The datasetName variable will only contain a value when you use the IoT input type. The inputFolder is prefilled by the job execution engine with a value pointing to the temporary location that holds the input files or data. That will be an S3 path on AWS or a blob storage on Azure. It does not contain the associated prefix like s3://. You can then use the outputFolder variable in a Jupyter notebook as in:

!aws s3 cp ./mylocalfile.txt s3://$outputFolder+'/myfile.txt'

Always take into account that both inputFolder and outputFolder variables are remote storage paths, and not local folders, therefore most of the regular file functions will no work against it. However, the CLI and shell commands will use these as long as you correctly prefix them. For the Python Scala libraries that can work with remote storage services, Predictive Learning recommends checking the respective library's documentation; for example, The pandas Python library can save and read from AWS S3 storage.

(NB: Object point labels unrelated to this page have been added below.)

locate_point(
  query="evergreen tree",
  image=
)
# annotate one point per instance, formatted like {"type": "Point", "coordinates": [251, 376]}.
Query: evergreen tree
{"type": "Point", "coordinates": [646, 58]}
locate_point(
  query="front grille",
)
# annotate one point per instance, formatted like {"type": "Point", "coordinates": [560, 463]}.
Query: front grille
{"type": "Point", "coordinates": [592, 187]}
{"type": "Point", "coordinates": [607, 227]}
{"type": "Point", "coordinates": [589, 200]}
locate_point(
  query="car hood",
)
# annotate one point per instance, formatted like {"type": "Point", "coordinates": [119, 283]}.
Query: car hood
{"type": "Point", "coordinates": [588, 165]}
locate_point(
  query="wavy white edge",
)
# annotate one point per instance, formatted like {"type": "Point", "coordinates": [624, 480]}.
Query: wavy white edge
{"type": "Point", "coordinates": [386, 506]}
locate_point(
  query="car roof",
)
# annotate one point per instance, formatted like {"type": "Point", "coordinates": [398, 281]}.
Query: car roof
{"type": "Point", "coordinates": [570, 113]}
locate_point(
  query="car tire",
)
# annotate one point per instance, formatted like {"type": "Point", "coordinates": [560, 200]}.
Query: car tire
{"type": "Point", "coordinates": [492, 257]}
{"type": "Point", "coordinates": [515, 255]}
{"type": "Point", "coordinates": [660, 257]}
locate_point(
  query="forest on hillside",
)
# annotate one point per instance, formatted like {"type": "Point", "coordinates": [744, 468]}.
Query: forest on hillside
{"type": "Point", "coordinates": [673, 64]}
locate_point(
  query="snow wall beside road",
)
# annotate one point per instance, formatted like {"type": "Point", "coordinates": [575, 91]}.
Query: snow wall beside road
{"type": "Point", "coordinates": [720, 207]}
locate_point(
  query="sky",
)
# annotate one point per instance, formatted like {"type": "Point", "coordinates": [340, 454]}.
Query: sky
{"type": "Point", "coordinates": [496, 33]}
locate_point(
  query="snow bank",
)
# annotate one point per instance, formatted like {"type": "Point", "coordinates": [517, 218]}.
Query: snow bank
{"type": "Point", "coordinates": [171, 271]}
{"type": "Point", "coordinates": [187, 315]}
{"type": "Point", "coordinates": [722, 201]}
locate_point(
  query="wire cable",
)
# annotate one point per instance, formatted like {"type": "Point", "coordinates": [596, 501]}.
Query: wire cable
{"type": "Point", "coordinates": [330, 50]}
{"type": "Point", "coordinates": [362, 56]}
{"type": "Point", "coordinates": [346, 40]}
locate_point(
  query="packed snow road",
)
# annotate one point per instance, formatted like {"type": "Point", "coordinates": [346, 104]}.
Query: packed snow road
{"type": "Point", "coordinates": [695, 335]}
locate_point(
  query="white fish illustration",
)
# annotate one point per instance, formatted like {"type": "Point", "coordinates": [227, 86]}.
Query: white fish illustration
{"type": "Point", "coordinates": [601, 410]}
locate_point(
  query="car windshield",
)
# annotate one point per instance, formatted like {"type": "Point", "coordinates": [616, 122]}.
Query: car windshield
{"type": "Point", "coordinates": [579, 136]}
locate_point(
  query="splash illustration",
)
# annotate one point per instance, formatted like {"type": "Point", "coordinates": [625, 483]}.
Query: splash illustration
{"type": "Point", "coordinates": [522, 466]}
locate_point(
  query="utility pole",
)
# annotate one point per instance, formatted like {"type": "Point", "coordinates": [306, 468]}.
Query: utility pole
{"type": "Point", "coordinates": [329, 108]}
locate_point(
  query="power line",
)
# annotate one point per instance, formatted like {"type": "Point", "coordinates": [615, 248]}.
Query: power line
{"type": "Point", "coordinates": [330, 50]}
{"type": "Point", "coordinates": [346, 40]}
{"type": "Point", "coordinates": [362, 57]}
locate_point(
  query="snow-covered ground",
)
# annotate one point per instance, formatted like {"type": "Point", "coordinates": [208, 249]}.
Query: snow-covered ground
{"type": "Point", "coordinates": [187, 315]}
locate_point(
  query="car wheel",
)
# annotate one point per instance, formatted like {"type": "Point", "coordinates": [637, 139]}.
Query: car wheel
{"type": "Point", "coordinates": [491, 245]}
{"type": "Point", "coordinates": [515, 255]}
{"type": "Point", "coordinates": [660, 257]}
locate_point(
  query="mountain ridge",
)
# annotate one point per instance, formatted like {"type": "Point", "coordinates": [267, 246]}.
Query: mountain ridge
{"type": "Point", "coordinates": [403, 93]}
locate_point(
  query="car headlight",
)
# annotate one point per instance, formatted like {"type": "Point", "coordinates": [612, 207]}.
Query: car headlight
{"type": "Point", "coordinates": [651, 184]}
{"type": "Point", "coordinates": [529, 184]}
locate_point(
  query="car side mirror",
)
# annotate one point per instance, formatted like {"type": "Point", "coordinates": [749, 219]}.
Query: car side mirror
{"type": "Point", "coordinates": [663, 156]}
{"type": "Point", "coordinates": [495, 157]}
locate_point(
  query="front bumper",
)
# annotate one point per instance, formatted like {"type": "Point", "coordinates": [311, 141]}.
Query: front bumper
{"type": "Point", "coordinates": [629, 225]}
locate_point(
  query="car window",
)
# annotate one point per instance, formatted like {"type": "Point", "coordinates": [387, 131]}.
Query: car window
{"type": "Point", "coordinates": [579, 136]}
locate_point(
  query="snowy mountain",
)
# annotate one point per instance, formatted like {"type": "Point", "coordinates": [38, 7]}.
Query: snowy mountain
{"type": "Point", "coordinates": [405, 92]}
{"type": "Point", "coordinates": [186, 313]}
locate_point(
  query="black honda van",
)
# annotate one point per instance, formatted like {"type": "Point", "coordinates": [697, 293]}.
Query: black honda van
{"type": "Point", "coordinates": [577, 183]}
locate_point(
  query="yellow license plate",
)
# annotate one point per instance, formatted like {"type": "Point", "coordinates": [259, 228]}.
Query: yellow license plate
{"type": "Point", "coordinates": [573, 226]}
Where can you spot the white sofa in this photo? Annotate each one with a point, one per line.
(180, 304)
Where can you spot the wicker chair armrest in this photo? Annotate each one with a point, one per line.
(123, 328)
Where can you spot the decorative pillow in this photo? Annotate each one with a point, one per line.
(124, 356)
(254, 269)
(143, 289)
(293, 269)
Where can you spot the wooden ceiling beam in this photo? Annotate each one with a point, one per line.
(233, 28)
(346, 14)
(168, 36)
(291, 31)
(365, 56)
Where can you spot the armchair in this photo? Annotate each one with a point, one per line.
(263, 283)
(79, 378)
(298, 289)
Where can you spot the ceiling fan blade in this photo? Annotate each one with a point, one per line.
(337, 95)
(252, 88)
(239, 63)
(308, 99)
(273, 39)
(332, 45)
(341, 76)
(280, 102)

Installing your own Python Libraries

Run these commands to install libraries:

#upgrade pip and install required libraries
%pip install --upgrade pip --user
%install requests --force-reinstall --upgrade --user
%pip install pandas --force-reinstall --upgrade --user
%install pyarrow --force-reinstall --upgrade --user

Not all external repositories are allowed. If you require additional external sources for your project, please contact your organization's PrL administrator.

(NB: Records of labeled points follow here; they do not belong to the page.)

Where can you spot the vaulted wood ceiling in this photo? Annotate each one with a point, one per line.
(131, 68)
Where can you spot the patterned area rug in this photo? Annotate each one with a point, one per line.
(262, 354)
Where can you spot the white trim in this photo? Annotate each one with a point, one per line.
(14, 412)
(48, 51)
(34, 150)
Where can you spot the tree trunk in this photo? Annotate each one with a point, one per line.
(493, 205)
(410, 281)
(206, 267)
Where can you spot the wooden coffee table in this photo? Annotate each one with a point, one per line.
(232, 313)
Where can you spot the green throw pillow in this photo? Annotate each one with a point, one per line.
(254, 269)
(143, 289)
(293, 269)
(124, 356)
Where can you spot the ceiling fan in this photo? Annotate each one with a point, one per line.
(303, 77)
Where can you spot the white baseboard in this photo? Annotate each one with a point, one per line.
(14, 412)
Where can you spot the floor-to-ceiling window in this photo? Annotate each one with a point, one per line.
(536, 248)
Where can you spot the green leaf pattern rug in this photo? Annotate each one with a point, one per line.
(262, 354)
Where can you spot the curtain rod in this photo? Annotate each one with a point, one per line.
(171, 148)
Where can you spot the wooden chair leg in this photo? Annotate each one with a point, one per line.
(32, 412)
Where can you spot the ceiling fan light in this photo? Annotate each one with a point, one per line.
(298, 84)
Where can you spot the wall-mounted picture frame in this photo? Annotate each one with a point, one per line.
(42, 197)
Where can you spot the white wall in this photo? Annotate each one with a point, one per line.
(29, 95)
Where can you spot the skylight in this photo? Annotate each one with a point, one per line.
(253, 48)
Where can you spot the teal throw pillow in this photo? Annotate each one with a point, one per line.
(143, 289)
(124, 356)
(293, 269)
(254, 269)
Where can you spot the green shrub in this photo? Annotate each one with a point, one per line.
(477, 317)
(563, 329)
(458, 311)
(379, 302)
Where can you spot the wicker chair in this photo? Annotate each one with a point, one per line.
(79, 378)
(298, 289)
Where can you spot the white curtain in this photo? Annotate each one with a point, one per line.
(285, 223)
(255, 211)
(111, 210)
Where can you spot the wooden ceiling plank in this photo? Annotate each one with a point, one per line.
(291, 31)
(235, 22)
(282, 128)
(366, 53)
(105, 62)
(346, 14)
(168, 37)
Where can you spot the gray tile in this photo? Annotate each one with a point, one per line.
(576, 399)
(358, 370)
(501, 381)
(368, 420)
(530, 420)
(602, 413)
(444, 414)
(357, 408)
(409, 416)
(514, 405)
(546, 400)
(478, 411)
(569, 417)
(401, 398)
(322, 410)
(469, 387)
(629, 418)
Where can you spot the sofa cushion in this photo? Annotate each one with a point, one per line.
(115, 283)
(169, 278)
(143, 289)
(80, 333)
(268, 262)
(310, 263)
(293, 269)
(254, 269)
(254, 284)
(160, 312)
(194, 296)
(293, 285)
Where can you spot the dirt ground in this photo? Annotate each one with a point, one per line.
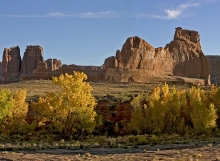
(177, 152)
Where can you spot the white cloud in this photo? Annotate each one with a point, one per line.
(104, 14)
(173, 13)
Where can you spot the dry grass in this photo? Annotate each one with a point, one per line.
(40, 87)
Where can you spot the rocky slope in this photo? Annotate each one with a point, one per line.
(137, 61)
(181, 57)
(214, 68)
(31, 58)
(11, 64)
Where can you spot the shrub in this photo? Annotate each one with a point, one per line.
(72, 109)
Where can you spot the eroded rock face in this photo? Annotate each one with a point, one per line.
(11, 64)
(214, 68)
(181, 57)
(53, 64)
(31, 58)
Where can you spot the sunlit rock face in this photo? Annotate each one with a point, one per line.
(31, 58)
(214, 68)
(11, 64)
(181, 57)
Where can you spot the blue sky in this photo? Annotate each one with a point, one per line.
(85, 32)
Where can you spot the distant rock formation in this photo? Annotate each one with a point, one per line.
(214, 68)
(53, 64)
(181, 57)
(42, 71)
(31, 58)
(182, 60)
(11, 64)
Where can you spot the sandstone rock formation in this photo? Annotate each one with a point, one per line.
(42, 71)
(31, 58)
(182, 60)
(214, 68)
(53, 64)
(11, 64)
(181, 57)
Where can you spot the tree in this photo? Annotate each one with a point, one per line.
(203, 114)
(6, 103)
(72, 109)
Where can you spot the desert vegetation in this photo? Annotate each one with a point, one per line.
(65, 117)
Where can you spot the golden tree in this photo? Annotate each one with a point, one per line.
(203, 113)
(72, 109)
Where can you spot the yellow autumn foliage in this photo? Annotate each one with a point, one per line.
(71, 111)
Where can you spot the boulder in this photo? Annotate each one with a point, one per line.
(11, 64)
(214, 68)
(31, 58)
(181, 57)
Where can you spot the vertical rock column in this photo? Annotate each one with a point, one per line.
(11, 63)
(31, 58)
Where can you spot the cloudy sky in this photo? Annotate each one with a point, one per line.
(85, 32)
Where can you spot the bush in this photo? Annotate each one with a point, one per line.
(72, 109)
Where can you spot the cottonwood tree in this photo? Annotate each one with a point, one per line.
(71, 111)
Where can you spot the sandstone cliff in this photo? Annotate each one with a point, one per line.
(11, 63)
(214, 68)
(53, 64)
(31, 58)
(181, 57)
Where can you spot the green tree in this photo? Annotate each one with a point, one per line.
(203, 114)
(6, 103)
(72, 109)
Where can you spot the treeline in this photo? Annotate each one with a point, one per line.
(176, 111)
(70, 113)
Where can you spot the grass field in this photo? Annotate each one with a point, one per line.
(40, 87)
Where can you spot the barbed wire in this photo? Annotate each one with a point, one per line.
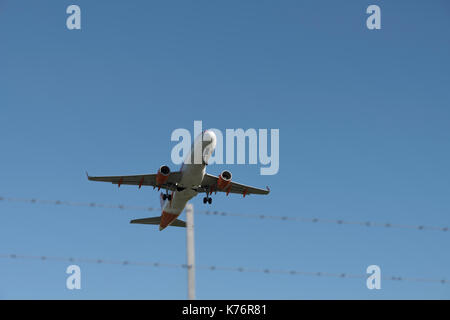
(228, 214)
(266, 271)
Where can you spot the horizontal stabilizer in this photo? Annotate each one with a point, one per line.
(157, 220)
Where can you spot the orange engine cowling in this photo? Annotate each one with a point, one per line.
(162, 175)
(224, 180)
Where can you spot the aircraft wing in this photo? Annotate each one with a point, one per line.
(209, 183)
(141, 180)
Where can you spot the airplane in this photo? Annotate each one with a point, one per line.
(185, 184)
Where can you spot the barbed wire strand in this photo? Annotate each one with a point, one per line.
(266, 271)
(228, 214)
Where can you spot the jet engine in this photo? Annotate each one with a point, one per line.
(162, 175)
(224, 180)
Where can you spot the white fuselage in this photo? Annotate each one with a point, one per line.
(193, 170)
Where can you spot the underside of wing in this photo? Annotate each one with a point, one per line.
(209, 183)
(157, 220)
(141, 180)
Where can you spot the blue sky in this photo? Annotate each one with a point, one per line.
(364, 136)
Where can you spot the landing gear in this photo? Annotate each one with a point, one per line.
(167, 197)
(207, 199)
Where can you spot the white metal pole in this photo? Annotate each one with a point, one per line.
(190, 250)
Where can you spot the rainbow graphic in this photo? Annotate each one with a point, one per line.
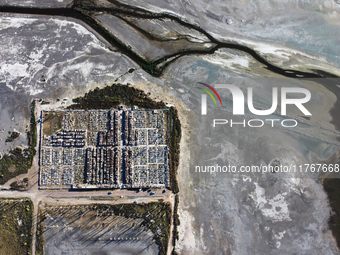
(209, 93)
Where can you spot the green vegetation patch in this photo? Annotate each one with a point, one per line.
(18, 160)
(12, 136)
(16, 226)
(112, 96)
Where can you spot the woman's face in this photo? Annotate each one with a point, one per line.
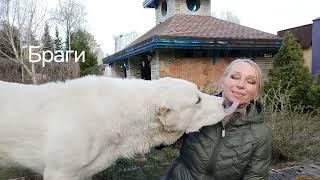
(241, 83)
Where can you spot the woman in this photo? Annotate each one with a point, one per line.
(237, 148)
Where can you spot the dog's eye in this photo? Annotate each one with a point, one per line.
(199, 100)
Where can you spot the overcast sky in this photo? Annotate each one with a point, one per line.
(107, 18)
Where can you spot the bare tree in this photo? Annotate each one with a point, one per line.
(70, 14)
(19, 24)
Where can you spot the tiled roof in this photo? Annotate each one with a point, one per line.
(302, 33)
(204, 27)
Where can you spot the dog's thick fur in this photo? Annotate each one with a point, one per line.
(72, 130)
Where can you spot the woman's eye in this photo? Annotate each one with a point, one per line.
(235, 77)
(199, 100)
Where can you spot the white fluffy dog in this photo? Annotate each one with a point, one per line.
(72, 130)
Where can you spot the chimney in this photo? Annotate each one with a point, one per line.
(316, 47)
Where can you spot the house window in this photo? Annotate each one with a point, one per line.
(164, 8)
(193, 5)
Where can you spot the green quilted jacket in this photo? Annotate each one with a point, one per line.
(239, 150)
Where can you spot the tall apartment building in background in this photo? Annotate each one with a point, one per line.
(123, 40)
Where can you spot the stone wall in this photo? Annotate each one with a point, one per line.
(201, 70)
(197, 70)
(307, 55)
(117, 71)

Once the instance is stopped, all libraries and modifications performed on the instance will be lost. Due to that, you will need to run the installation paragraphs every time the note is imported into Jupyter, to make sure everything is up to date on the machine when you start working.

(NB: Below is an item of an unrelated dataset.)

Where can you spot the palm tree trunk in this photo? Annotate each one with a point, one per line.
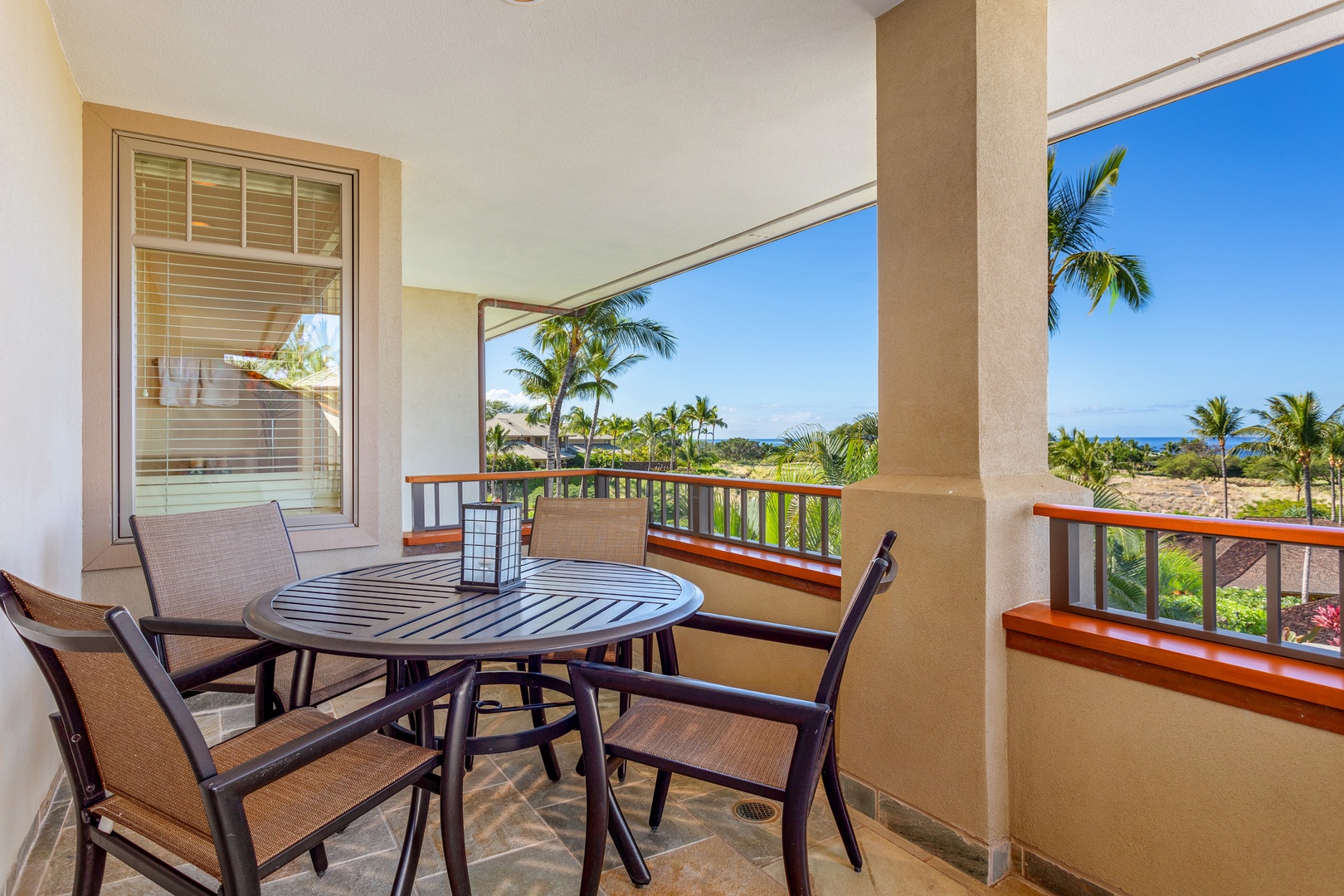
(587, 445)
(1222, 462)
(1307, 550)
(553, 437)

More About Jupyter Notebook

Jupyter is a powerful tool that allows multiple customizations and languages. These resources can help you explore further:

https://jupyter.org/documentation

https://jupyter-notebook.readthedocs.io/en/stable/

https://ipython.readthedocs.io/en/stable/interactive/magics.html

Exporting Notebooks to Analytical Models

When your model is ready to be deployed as a job you can easily move it into Model Management tool allowing it to be exposed to job execution, with no notebook export needed. Model versioning is not supported, which means that if you want to update a model that exists in Model Management, you must first export it from Jupyter Notebook.

Jupyter Notebook Export Illustration

To export a Jupyter Notebook, click the Export to AMM button, as shown in this image:

Jupyter Notebook Export Illustration

Export Windows Example

Here is an example of the po-up windows that display for the export:

Export Windows

How to Export a Jupyter Notebook to an Analytical Model

Follow these steps to export a Jupyter Notebook:

  1. Navigate to the Jupyter Notebook.
  2. Click the Export to AMM button. The Create New Model pop-up window displays.
  3. Enter the name of the new model in the Name field.
  4. Click Import. A Success message indicates the import has been submitted.
  5. Click Ok. The Success message closes.
  6. Click Ok to close the 'Import finished successfully' message.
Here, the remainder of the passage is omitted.